[Python-Dev] Unittest PEP do's and don'ts (BDFL pronouncement) (original) (raw)

Guido van Rossum guido at python.org
Wed Jul 16 21:57:47 CEST 2008


Having skimmed much material about proposed changes to the venerable unitest module, I'd like to set some boundaries. PEPs that don't follow the following rules are very unlikely to be accepted.

  1. The API is not going to be renamed to PEP-8 conformance. This notwithstanding the purported outcome of earlier discussions.

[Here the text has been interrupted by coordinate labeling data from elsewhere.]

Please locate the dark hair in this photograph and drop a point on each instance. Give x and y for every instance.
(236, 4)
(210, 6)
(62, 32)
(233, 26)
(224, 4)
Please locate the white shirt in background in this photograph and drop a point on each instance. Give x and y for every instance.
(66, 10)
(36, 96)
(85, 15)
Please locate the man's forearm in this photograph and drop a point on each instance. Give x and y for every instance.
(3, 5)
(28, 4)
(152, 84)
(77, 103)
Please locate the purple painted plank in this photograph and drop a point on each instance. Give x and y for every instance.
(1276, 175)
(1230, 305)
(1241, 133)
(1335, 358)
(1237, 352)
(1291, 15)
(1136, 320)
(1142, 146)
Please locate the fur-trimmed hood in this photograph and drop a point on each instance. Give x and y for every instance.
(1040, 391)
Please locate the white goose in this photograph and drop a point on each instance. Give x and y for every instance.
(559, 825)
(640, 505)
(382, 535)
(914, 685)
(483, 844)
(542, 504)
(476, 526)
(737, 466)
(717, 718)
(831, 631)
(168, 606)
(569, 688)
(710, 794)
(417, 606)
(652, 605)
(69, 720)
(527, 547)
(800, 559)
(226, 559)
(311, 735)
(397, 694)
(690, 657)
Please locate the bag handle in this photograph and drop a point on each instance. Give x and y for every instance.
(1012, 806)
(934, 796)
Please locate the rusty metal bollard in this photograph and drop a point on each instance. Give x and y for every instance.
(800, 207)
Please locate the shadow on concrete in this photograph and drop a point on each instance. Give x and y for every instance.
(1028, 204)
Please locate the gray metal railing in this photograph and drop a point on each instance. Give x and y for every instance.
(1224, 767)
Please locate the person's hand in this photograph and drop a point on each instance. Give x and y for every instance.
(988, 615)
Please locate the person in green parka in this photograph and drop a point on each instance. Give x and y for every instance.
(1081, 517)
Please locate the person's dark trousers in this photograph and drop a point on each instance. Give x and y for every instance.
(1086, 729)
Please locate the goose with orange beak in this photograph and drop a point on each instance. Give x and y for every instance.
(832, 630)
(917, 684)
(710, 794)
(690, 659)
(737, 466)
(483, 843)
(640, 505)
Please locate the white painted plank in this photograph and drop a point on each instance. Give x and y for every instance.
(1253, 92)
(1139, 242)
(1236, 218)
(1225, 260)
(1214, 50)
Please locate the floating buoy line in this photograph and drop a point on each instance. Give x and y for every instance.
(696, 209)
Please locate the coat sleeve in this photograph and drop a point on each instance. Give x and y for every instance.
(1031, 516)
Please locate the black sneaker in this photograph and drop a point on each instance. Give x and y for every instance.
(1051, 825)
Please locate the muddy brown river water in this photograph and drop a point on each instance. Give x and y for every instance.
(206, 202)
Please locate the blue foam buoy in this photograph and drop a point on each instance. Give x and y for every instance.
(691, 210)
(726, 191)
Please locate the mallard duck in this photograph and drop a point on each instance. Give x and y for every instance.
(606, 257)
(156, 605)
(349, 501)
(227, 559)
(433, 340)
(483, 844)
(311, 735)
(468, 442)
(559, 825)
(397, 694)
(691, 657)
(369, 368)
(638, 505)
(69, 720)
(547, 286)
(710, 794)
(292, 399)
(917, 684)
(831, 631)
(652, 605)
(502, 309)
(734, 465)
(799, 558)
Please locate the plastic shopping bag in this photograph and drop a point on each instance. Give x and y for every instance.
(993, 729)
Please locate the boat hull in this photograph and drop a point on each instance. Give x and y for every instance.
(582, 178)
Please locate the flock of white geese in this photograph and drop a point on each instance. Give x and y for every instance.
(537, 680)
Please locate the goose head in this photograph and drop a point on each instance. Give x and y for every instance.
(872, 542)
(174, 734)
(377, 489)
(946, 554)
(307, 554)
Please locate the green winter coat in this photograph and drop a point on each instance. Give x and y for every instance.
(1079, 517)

The renaming will cause too much grief for 3rd party developers; tracking down why unittests fail is hard enough without also having to consider changes to the unittest infrastructure itself. It's not the end of the world if some standard API doesn't follow the style guide.

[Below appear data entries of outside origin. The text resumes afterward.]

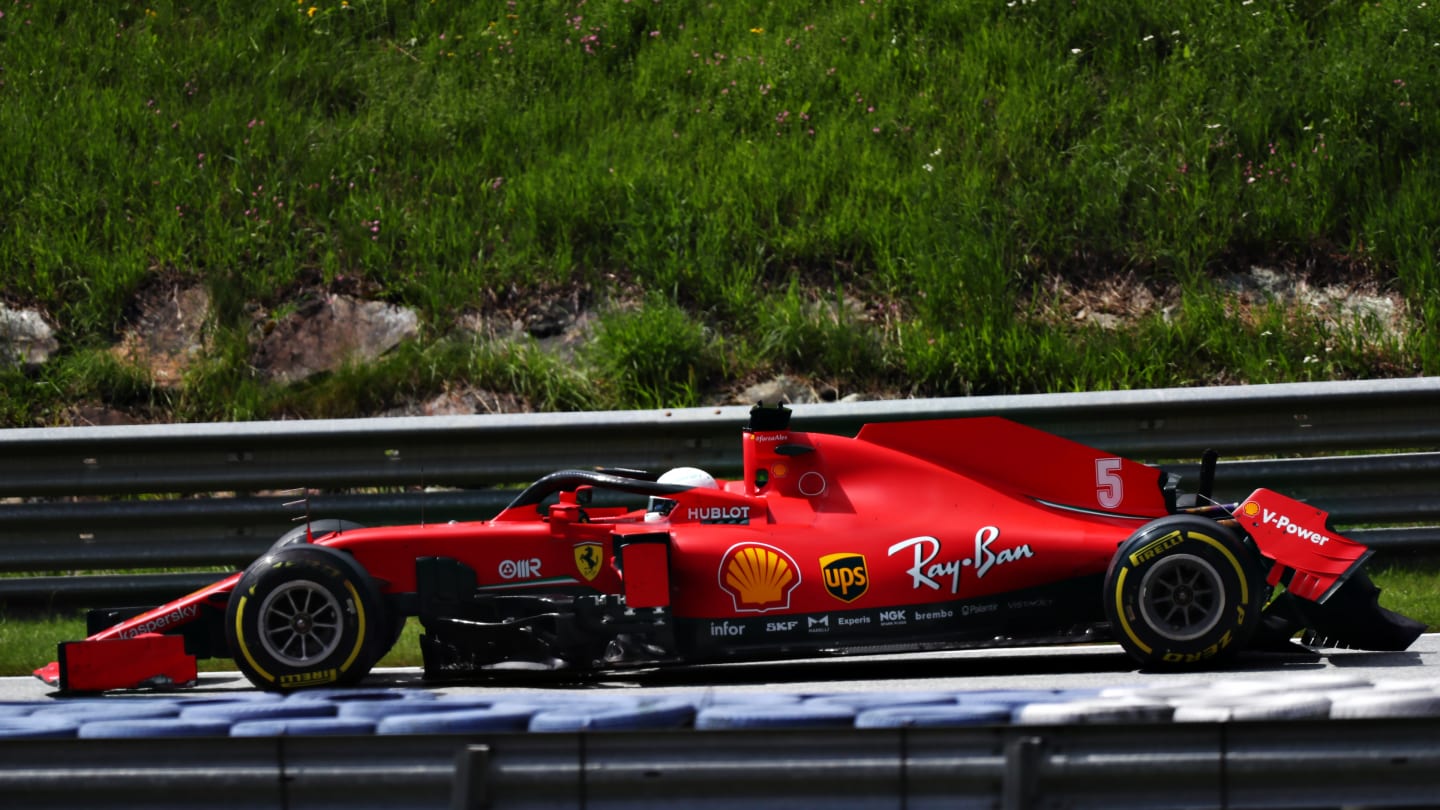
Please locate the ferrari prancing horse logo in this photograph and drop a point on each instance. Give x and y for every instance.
(588, 558)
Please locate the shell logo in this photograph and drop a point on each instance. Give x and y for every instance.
(758, 577)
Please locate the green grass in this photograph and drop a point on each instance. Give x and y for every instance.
(740, 170)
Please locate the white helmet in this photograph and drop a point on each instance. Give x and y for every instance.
(693, 477)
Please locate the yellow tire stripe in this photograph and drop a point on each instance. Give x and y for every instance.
(1119, 611)
(239, 639)
(359, 636)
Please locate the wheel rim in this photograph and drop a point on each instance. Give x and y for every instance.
(1182, 597)
(301, 623)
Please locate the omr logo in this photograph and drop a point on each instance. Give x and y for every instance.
(846, 575)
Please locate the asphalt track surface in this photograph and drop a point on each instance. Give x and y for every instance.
(1090, 666)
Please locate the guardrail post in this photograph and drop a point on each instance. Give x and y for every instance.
(471, 779)
(1021, 771)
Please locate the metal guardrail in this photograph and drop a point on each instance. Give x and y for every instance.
(177, 496)
(1393, 763)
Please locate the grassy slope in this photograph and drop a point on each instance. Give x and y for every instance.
(936, 162)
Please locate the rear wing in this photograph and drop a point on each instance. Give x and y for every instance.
(1299, 541)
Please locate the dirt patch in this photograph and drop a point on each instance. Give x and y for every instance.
(167, 329)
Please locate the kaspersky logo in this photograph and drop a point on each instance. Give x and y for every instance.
(758, 577)
(844, 575)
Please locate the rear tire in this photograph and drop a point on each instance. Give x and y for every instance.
(1184, 593)
(306, 616)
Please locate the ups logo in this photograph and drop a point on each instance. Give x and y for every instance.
(844, 575)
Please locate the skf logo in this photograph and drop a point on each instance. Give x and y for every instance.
(588, 558)
(844, 575)
(758, 577)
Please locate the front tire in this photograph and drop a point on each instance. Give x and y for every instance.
(306, 616)
(1184, 593)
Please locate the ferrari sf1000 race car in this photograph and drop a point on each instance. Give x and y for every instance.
(907, 536)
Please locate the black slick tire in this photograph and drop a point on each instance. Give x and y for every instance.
(1184, 593)
(306, 616)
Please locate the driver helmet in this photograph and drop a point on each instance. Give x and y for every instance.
(691, 477)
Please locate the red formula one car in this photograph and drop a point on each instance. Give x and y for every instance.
(909, 536)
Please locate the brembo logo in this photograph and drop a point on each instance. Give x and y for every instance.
(159, 623)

  2. Radical changes to the API are off the table. If a radically different API is to be accepted, the road to such acceptance is not a design-by-committee PEP, but adoption of a 3rd party module with a multi-year track record. If you have radically different ideas about how to do unittesting, by all means implement them and try them out and try to get a large audience to use them. When you are successful in all that, then we'll talk about adoption into the standard library.

  3. I like assertEqual better than failUnlessEqual (and similar for all assert* versions in favor of their fail* alias), and I don't like that there is both assertEqual and assertEquals. But rule #1 means we have to live with the aliases. At best we can discourage the undesirables by documenting them out of existence.